The Project Maji team
Source: Project Maji

"I'm a huge believer in the minimum viable product (MVP)," Lalvani explains. "In December 2014, I got the first team together to work on it in Dubai, and we came up with an engineering masterpiece. We built it, and it worked, but then we realized that we had completely overengineered it, because we were sitting in Dubai in a conference room. After our team had gone to Africa, sat there, and observed how people used it, we completely re-engineered it, because we had to make sure that it was affordable, but more than anything, that it was completely reliable. There's no shortcut in terms of watching the customers, so we would sit in the village, and watch people come up to our kiosk, what time they were collecting water, how much of it, and so on. That is not a mindset that a non-governmental organization (NGO) would have. My father's vision of quality first has been drilled into me from day one, and although in consumer electronics there have always had to be some tradeoffs that are being fixed by our service centers, with Project Maji, when I'm providing water to a village which is their life source, not one thing can go wrong."

In a little more than five years, Project Maji has provided over 50,000 Ghanaians and Kenyans with sustainable access to safe drinking water, pumping over 90 million liters per year in over 50 sites. For his work, Lalvani has recently been awarded the Mohammed Bin Rashid Al Maktoum Global Water Award, and was also been selected as one of the 14 honorees from around the world for the 2020 Young Presidents' Organization's Global Impact Award. The Project Maji team targets rural communities that have a maximum of 1,000 people, because those are often overlooked by governments and other NGOs.
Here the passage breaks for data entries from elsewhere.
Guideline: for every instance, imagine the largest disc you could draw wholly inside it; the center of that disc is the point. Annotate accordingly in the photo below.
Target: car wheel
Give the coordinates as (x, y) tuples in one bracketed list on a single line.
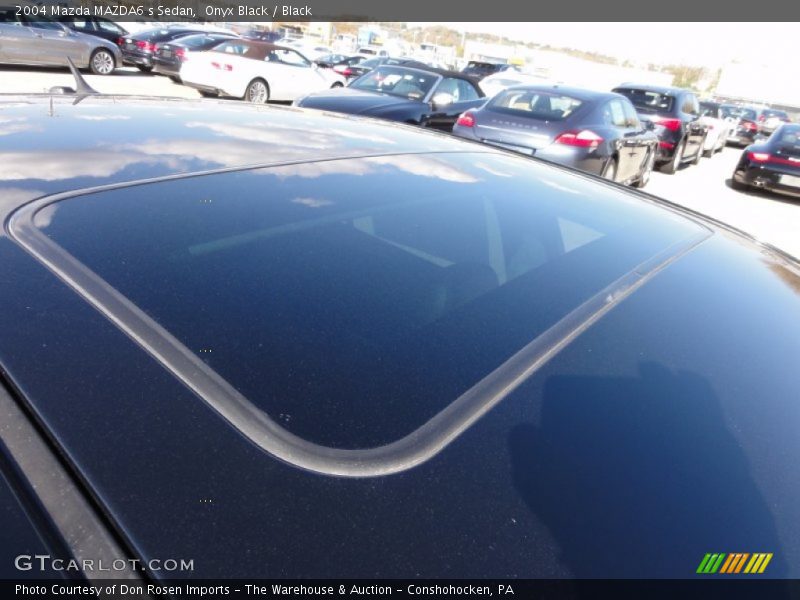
[(644, 178), (672, 166), (738, 185), (257, 92), (700, 153), (610, 170), (102, 62)]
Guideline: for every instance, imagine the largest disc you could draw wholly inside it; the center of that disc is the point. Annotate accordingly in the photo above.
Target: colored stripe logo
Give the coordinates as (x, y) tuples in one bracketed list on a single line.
[(738, 562)]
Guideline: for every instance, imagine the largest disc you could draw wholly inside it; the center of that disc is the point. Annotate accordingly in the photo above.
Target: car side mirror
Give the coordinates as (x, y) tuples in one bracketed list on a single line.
[(443, 99)]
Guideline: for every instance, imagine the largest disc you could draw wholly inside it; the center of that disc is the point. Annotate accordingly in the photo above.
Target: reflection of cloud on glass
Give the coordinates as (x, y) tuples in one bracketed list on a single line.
[(11, 198), (103, 117), (10, 125), (52, 165), (789, 276), (426, 165), (491, 170), (312, 202)]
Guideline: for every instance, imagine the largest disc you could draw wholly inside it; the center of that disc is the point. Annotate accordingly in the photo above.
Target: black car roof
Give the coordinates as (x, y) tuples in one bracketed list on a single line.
[(575, 92), (661, 89)]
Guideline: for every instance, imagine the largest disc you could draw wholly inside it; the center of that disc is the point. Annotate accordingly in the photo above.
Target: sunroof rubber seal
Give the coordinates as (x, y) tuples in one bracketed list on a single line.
[(405, 453)]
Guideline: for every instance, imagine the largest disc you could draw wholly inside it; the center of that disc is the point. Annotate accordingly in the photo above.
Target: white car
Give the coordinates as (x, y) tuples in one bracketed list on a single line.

However, Project Maji's plans are big, including scaling the program to additional countries (starting with India this year), and Lalvani's vision is to reach one million people by 2025. "In this space, I saw two things that were wrong," Lalvani says. "One, people were still building handpumps, which is an ancient technology. We have no right to give villages a handpump. Not only because it requires a physical pumping, but because it is hugely unreliable as any other mechanical product. Even the best hand pump is going to break. Then, if it breaks, they assume that the village will fix it, but nobody goes back and checks. People build schools or hospitals and walk away. They don't do it with a bad heart, but also with no long-term understanding of the problem. The principle of building something and giving it to the people in the area is good, but these people need more help, guidance, and support."

Source: Project Maji

The reason behind so many broken and abandoned hand pumps across the African continent lies in the fact that a traditional charity model is not well suited for tackling this issue long-term. This brings us to the second innovation Lalvani has been trying to introduce in the non-profit model. When it comes to the maintenance costs for its kiosks, Project Maji operates with an ongoing revenue stream, since its business model encompasses working with village communities to determine an agreeable, nominal fee for the water via mobile money. This provides each community with a secure maintenance fund, while a built-in, remote monitoring system ensures all Project Maji sites are truly sustainable, with tangible and measurable impact.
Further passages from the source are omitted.